Todos os dias, ocorrem mais de 10.000 “reformas controladas” de indivíduos que chegam aos portões de bases militares. Em sua maioria, são motoristas que ficam confusos sobre para onde deveriam ir e são revertidos sem incidentes. Alguns deles justificam verificações adicionais e outros desencadeiam uma investigação. “Os incidentes são geralmente de baixo nível e até agora nenhum deles indica espionagem”, disse Gough sobre os casos de recuperação.
No entanto, existem outros incidentes suficientemente graves para suscitar preocupações junto das autoridades norte-americanas. Existem repetidos casos em que cidadãos chineses foram encontrados tirando fotos em um estande do Exército dos EUA, segundo pessoas familiarizadas com o assunto. Eles geralmente começam no vizinho Parque Nacional White Sands, onde os visitantes gostam de descer as dunas de areia em tobogãs alugados, mas depois deixam essa área e atravessam para o local adjacente do míssil, disseram as autoridades.
Em alguns casos, os indivíduos usaram drones para reforçar os seus esforços de vigilância.
Houve repetidos incidentes num centro de inteligência baseado em Key West, Flórida, começando há alguns anos, onde cidadãos chineses, dizendo serem turistas, foram encontrados nadando nas águas perto da instalação militar e tirando fotos, de acordo com autoridades familiarizadas com o assunto. a matéria.
Em pelo menos um caso, uma incursão resultou em prisões e processos que foram tornados públicos. Em 2020, três cidadãos chineses foram condenados a cerca de um ano de prisão depois de se declararem culpados de entrar ilegalmente na estação aérea naval em Key West e de tirar fotos caminhando ao redor da cerca e entrando pela praia, ou dirigindo e ignorando ordens para se virar.

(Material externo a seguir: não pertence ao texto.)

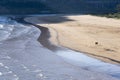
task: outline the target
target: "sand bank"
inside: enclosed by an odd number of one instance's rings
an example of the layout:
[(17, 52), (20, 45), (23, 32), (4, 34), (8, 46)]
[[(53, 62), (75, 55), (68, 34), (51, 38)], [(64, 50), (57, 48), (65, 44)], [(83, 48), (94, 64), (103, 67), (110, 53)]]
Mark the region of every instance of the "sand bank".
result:
[(55, 45), (120, 63), (120, 20), (90, 15), (36, 16), (25, 20), (49, 28), (50, 41)]

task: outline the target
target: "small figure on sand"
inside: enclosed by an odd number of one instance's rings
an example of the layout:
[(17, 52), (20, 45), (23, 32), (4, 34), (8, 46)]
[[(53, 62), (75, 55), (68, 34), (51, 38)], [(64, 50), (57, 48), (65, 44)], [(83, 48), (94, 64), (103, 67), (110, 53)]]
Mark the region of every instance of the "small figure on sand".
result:
[(98, 45), (98, 42), (95, 42), (95, 45)]

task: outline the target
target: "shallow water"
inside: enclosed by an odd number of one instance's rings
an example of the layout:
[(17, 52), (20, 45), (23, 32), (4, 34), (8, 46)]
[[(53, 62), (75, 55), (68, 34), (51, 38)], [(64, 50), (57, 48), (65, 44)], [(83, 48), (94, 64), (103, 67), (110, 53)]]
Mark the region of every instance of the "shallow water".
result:
[(40, 31), (34, 26), (0, 17), (0, 33), (0, 80), (117, 80), (111, 75), (119, 78), (119, 66), (68, 49), (46, 49), (37, 41)]

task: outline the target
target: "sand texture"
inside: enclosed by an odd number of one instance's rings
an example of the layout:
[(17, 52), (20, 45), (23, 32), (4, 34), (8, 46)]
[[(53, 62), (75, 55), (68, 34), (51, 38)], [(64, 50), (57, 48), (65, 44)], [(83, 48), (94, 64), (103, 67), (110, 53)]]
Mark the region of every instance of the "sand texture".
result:
[(120, 63), (120, 20), (91, 15), (25, 18), (49, 28), (50, 41), (103, 61)]

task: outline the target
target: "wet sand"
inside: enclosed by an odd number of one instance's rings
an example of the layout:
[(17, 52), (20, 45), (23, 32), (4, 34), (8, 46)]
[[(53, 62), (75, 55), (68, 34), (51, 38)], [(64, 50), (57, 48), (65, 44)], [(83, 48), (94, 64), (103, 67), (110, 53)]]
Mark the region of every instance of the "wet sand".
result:
[(90, 15), (36, 16), (25, 19), (49, 28), (50, 41), (102, 61), (120, 63), (120, 21)]

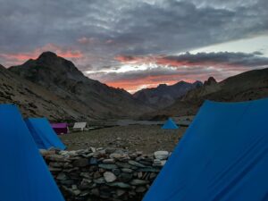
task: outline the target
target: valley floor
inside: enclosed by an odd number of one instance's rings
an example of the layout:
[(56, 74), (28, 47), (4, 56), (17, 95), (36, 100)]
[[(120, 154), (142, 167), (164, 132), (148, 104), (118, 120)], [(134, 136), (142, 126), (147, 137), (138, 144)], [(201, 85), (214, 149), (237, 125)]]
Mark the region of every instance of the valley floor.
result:
[(159, 125), (129, 125), (74, 132), (60, 138), (68, 150), (93, 147), (116, 147), (152, 154), (172, 151), (187, 127), (162, 130)]

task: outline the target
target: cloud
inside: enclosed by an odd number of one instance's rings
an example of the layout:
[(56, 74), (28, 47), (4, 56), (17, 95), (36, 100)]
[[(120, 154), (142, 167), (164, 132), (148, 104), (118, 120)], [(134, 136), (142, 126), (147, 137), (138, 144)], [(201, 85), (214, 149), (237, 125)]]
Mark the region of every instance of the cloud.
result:
[(157, 81), (222, 80), (267, 66), (267, 59), (256, 53), (223, 49), (178, 55), (267, 35), (267, 0), (0, 0), (0, 63), (5, 66), (50, 50), (90, 78), (131, 90)]
[[(187, 53), (149, 57), (119, 55), (116, 59), (122, 63), (121, 69), (90, 71), (88, 75), (110, 86), (133, 92), (145, 86), (155, 87), (159, 83), (204, 81), (210, 76), (222, 80), (245, 71), (268, 67), (268, 58), (259, 52)], [(142, 68), (142, 65), (147, 68)], [(122, 71), (123, 69), (129, 71)]]
[(0, 54), (0, 60), (4, 59), (4, 65), (9, 64), (21, 64), (29, 59), (37, 59), (41, 53), (51, 51), (57, 54), (57, 55), (66, 59), (79, 59), (83, 57), (83, 54), (80, 50), (74, 50), (71, 47), (62, 47), (54, 44), (46, 44), (44, 46), (38, 47), (32, 52), (17, 53), (17, 54)]
[(0, 4), (0, 54), (28, 53), (57, 44), (80, 50), (95, 69), (116, 64), (118, 54), (174, 54), (268, 31), (266, 0)]
[(265, 67), (268, 58), (262, 56), (262, 53), (197, 53), (181, 54), (179, 55), (158, 56), (131, 56), (118, 55), (115, 59), (122, 63), (155, 63), (158, 65), (180, 66), (229, 66), (229, 67)]

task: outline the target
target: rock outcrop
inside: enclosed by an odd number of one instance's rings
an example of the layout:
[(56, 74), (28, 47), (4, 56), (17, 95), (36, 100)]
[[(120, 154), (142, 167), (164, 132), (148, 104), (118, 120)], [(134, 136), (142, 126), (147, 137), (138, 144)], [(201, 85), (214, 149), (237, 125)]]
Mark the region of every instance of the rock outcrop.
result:
[[(80, 114), (80, 121), (131, 118), (152, 111), (151, 107), (138, 101), (127, 91), (88, 79), (71, 61), (51, 52), (45, 52), (36, 60), (30, 59), (21, 65), (13, 66), (8, 70), (12, 80), (13, 77), (19, 77), (21, 80), (27, 80), (49, 91), (54, 95), (54, 99), (66, 102), (71, 112), (64, 116), (69, 115), (70, 119), (72, 117), (77, 119), (75, 113)], [(44, 90), (37, 93), (37, 103), (38, 98), (44, 96), (41, 93)], [(53, 103), (52, 100), (51, 105)], [(36, 106), (42, 107), (38, 104)], [(58, 105), (58, 107), (61, 109), (61, 105)], [(37, 114), (45, 115), (38, 111)], [(48, 118), (54, 120), (49, 116)]]
[(177, 98), (183, 96), (187, 92), (202, 85), (201, 81), (194, 83), (179, 81), (171, 86), (160, 84), (157, 88), (144, 88), (137, 91), (133, 96), (155, 108), (163, 108), (173, 104)]

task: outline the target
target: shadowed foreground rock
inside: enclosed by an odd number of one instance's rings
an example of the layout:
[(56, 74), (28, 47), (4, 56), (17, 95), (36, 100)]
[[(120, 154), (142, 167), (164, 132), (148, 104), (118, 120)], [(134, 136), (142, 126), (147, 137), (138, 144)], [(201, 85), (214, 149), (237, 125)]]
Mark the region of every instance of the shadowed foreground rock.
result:
[(67, 201), (141, 200), (169, 156), (93, 147), (41, 154)]

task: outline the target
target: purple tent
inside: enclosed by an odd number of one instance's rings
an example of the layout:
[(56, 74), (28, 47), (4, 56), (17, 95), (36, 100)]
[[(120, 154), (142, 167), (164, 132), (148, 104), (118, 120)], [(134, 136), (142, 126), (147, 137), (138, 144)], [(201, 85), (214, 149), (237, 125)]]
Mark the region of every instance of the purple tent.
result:
[(68, 123), (51, 123), (51, 127), (58, 135), (68, 133)]

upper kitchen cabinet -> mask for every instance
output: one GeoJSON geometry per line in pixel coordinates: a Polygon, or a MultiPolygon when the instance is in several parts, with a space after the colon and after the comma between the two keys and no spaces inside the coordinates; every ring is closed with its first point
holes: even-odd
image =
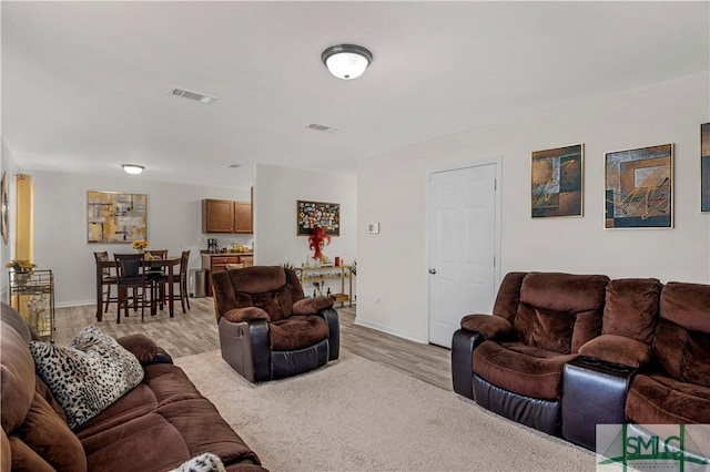
{"type": "Polygon", "coordinates": [[[203,199],[202,233],[252,234],[252,203],[203,199]]]}

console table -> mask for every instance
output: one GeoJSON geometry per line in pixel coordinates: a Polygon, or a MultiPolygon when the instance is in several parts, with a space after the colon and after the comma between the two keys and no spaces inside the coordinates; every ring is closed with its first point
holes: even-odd
{"type": "Polygon", "coordinates": [[[345,306],[346,301],[348,307],[353,306],[353,266],[301,266],[294,268],[294,270],[306,295],[308,295],[311,289],[311,287],[306,286],[308,281],[320,283],[321,290],[323,290],[326,281],[339,280],[341,293],[331,295],[331,298],[333,298],[335,302],[339,302],[341,306],[345,306]],[[346,281],[347,286],[345,284],[346,281]],[[346,287],[347,291],[345,291],[346,287]]]}
{"type": "Polygon", "coordinates": [[[44,341],[54,342],[54,275],[10,270],[10,305],[44,341]]]}

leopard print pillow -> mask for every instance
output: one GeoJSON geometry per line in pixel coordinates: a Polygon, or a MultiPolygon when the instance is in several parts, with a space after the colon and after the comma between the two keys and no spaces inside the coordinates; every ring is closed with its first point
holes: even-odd
{"type": "Polygon", "coordinates": [[[192,458],[170,472],[226,472],[222,460],[211,452],[192,458]]]}
{"type": "Polygon", "coordinates": [[[105,410],[143,380],[131,352],[95,326],[77,335],[69,347],[30,342],[34,368],[59,401],[74,429],[105,410]]]}

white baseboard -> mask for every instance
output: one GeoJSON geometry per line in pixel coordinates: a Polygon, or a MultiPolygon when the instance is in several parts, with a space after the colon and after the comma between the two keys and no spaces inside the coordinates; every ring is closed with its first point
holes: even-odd
{"type": "Polygon", "coordinates": [[[355,315],[355,325],[362,326],[364,328],[375,329],[377,331],[386,332],[387,335],[396,336],[398,338],[408,339],[414,342],[419,342],[422,345],[428,345],[429,340],[422,338],[420,336],[414,335],[412,332],[402,331],[399,329],[390,328],[385,325],[381,325],[375,321],[368,321],[366,319],[359,319],[357,315],[355,315]]]}
{"type": "Polygon", "coordinates": [[[59,304],[54,304],[54,308],[82,307],[84,305],[93,305],[95,307],[97,299],[92,298],[91,300],[61,301],[59,304]]]}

Num outro incidente, cidadãos chineses parecem ter sido encontrados mergulhando no Cabo Canaveral, onde fica o Centro Espacial Kennedy. A área é o local de lançamento de satélites espiões e outras missões militares. Um porta-voz do escritório de campo de Tampa, Flórida, da Homeland Security Investigations, disse que o incidente fazia parte de uma investigação contínua e se recusou a comentar mais.

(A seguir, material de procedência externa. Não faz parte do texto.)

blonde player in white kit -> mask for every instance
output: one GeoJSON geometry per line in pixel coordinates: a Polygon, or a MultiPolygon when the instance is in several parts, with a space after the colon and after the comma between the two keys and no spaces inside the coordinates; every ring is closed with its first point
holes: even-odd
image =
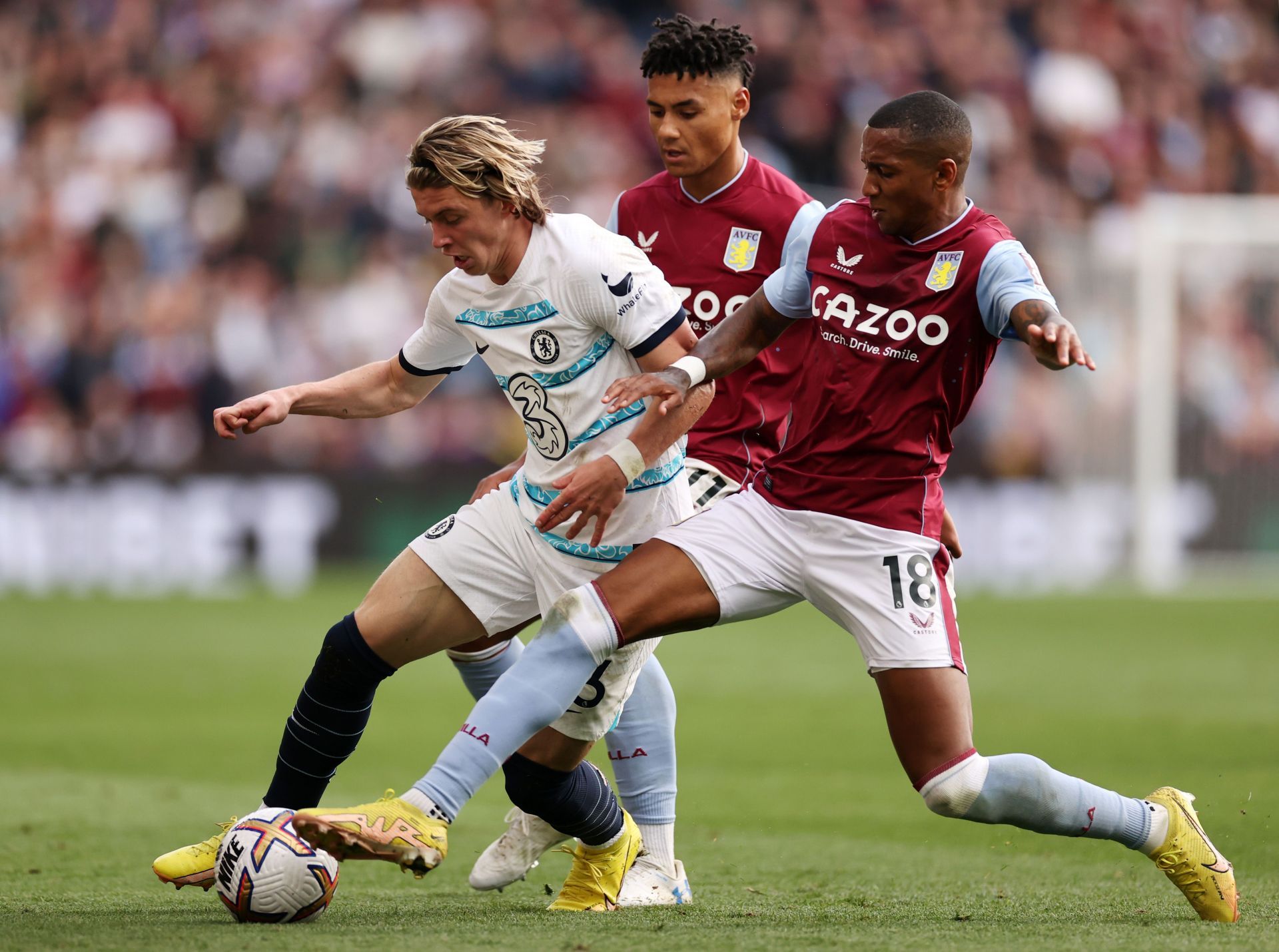
{"type": "MultiPolygon", "coordinates": [[[[285,725],[267,806],[320,801],[358,742],[377,684],[398,667],[542,613],[692,515],[682,437],[714,390],[666,415],[647,413],[643,401],[604,413],[599,394],[618,377],[669,365],[697,339],[675,291],[628,239],[585,216],[547,212],[535,171],[541,152],[541,142],[487,116],[423,132],[405,179],[432,245],[455,267],[432,291],[422,327],[391,360],[214,414],[229,440],[290,413],[382,417],[416,406],[478,355],[528,434],[514,479],[409,543],[330,629],[285,725]]],[[[583,758],[616,721],[654,645],[601,664],[564,717],[506,762],[512,800],[581,841],[553,909],[587,909],[601,870],[615,880],[615,898],[642,848],[636,824],[583,758]]],[[[423,806],[411,790],[340,814],[299,814],[297,828],[338,859],[391,857],[421,874],[446,851],[423,806]]],[[[165,854],[156,874],[207,888],[220,838],[165,854]]]]}

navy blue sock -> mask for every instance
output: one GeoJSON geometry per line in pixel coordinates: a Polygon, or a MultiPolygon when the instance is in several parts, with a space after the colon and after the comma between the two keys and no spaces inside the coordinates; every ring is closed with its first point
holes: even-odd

As autoridades norte-americanas também descrevem incidentes em torno da Casa Branca em que cidadãos chineses que se fazem passar por turistas deixam a área turística designada para tirar fotografias do local, incluindo equipamentos de comunicação e as posições dos guardas de segurança, antes de serem enxotados pelo Serviço Secreto.
Em 2019, uma mulher chinesa foi condenada a oito meses de prisão depois de ter sido condenada por entrar ilegalmente na propriedade Mar-a-Lago do ex-presidente Donald Trump , na Flórida. Ela entrou na propriedade carregando dois passaportes, quatro celulares e outros eletrônicos.
Em muitos casos, aqueles que invadiram bases, aparentemente deliberadamente, foram simplesmente detidos brevemente e depois escoltados para fora do país, disseram autoridades familiarizadas com os incidentes.
Nenhum caso parece ter resultado em acusações de espionagem, mas num incidente de 2019, dois diplomatas chineses foram expulsos do país sob suspeita de espionagem depois de conduzirem indevidamente, com as suas esposas, para a Base Expedicionária Conjunta Little Creek, Virgínia, um local altamente sensível. Instalação militar dos EUA onde os SEALs da Marinha dos EUA treinam.
Funcionários da base pararam um caminhão de bombeiros na estrada para parar o veículo, disseram autoridades. A China negou que os diplomatas estivessem envolvidos em espionagem.